Ne sono membri, neanche a dirlo, tra gli altri, Danone e Yacult.
Tra la GAP e l’EFSA si inseriscono anche altre posizioni che, pur nel rispetto della valutazione dell’agenzia per la sicurezza alimentare, ritengono troppo rigidi i test ai quali devono rispondere i probiotici.
Gregor Reid, direttore del Canadian R&D Centre for Probiotics della Schullich School of Medicine & Dentistry della Western University ha proposto un sistema di valutazione basato sul concetto che un probiotico non è un farmaco e dunque deve rispondere a requisiti che raggiungano un test minimo al di sotto del quale il probiotico non possa essere considerato tale, seguendo le orme del criterio di valutazione giapponese che assegna due categorie: la prima sottoposta a test approfonditi, la seconda contenente requisiti base, ma non così evidenti come quelli della prima.
Altro aspetto affatto semplice, sottolinea Lorenzo Morelli, esperto di probiotici e Preside della Facoltà di Agraria alla Cattolica di Piacenza, è la valutazione di efficacia sulle persone sane, proprio perché non parliamo di farmaci ma di alimenti.
Quel che per ora è certo è che certezze non ce ne sono, direzioni di ricerca sì, ma è prematuro parlare di rinforzo quotidiano del sistema immunitario per i nostri yogurtini.
Ed altra certezza, tanto cara all’economia, è il trend positivo in crescita dei probiotici ed è questo il motivo che li rende tanto interessanti.
Secondo la Global Alliance for Probiotics, il settore aumenta con un tasso di circa il 6% ogni anno: nel 2008, il valore al dettaglio di integratori probiotici nell’UE è stato di € 380 milioni – (26% del totale mondiale).
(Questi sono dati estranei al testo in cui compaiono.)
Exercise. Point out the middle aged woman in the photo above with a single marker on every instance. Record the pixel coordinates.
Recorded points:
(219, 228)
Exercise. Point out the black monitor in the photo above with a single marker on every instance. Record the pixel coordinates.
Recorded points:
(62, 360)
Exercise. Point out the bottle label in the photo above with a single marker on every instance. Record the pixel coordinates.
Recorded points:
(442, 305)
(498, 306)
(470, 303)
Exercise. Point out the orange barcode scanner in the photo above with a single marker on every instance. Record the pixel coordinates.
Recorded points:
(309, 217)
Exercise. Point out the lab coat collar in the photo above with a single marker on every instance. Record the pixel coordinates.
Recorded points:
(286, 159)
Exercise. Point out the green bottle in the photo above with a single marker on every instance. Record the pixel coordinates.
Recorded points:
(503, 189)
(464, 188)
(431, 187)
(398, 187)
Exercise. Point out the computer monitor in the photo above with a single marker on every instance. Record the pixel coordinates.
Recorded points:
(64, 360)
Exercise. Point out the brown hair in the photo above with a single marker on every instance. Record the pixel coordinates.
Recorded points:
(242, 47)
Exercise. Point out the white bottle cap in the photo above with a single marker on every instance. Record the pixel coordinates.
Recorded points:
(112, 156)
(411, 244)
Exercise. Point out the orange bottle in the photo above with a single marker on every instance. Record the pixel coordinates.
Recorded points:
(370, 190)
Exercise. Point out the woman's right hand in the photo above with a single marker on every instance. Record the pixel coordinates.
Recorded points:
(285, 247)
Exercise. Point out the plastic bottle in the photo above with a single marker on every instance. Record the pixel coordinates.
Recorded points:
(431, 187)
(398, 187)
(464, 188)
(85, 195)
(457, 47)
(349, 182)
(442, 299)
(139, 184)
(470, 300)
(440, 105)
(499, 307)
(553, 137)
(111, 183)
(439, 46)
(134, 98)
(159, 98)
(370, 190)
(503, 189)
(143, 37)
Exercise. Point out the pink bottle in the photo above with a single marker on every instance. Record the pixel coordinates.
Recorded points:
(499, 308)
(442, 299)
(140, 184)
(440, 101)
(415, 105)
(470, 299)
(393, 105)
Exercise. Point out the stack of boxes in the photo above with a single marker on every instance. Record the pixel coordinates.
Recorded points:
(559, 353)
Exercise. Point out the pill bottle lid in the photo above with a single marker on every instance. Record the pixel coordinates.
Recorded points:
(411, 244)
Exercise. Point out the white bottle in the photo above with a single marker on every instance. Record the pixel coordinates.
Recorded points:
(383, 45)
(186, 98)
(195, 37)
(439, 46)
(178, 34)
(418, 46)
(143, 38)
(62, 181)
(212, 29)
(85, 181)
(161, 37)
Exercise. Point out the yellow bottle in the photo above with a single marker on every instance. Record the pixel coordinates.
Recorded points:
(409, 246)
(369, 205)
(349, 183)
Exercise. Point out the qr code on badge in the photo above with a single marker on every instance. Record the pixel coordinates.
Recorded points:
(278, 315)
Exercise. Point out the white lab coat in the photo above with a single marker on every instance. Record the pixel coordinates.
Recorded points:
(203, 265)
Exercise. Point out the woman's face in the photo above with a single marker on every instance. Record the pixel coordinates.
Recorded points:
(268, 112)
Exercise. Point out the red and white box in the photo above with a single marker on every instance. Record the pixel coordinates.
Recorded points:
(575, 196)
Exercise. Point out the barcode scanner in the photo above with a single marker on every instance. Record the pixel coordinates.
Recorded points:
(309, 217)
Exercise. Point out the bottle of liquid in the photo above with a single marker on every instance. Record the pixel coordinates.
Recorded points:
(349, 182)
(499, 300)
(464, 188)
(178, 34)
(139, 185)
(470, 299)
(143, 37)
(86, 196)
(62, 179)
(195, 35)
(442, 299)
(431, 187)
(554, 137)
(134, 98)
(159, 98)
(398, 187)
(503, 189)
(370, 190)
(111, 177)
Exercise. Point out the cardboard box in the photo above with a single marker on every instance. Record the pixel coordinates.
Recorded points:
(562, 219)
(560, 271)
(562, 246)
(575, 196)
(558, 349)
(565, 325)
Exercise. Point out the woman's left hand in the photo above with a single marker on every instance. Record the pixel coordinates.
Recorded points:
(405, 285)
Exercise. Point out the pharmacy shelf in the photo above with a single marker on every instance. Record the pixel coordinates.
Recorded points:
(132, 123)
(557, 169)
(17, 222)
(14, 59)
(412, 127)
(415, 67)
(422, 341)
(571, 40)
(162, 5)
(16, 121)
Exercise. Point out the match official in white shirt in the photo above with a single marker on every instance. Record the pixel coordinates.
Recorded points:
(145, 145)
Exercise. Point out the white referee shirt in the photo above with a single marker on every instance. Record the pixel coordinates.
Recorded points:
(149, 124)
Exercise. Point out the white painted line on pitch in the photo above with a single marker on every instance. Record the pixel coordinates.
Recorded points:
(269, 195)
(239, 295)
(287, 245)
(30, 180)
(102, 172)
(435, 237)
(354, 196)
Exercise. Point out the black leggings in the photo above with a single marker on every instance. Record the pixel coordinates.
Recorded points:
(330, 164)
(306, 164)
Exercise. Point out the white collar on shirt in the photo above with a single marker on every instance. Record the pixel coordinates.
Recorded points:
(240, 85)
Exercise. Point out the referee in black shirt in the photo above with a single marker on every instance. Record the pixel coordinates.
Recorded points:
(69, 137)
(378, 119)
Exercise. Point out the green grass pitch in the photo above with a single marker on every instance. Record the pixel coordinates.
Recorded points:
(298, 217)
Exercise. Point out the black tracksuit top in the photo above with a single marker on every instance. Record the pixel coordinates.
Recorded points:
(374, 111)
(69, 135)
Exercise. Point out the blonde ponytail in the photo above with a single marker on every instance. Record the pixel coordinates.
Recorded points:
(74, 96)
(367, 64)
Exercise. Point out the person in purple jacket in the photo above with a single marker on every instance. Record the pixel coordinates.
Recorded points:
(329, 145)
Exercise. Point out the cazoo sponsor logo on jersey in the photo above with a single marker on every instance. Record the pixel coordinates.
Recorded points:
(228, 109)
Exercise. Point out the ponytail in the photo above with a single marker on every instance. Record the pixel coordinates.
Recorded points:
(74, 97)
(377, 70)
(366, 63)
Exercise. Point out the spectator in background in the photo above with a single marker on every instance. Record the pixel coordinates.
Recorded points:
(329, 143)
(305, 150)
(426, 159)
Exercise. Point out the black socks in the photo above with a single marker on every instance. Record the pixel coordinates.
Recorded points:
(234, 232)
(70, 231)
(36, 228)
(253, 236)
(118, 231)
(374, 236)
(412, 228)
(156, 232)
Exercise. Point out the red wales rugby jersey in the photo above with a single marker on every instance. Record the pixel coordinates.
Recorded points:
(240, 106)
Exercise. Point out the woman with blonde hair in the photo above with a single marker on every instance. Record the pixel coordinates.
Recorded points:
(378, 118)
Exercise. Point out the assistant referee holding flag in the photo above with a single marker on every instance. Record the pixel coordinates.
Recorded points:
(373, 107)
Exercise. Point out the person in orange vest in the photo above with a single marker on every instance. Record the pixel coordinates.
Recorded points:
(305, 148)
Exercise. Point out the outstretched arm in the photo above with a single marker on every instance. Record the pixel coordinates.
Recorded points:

Per gli yogurt probiotici, questa cifra è pari a € 5 miliardi (32% del totale mondiale).
L’altra certezza è la quantità di zuccheri presenti negli yogurt, che sembra essere pari ad un terzo del fabbisogno giornaliero degli stessi.
In conclusione, allo stato attuale il nostro Ministero della Salute riconosce la sola proprietà di ‘equilibrio della flora intestinale‘ con una concentrazione minima di probiotici vivi da assumere ogni giorno non inferiore ad un miliardo per almeno uno dei ceppi di batteri presenti.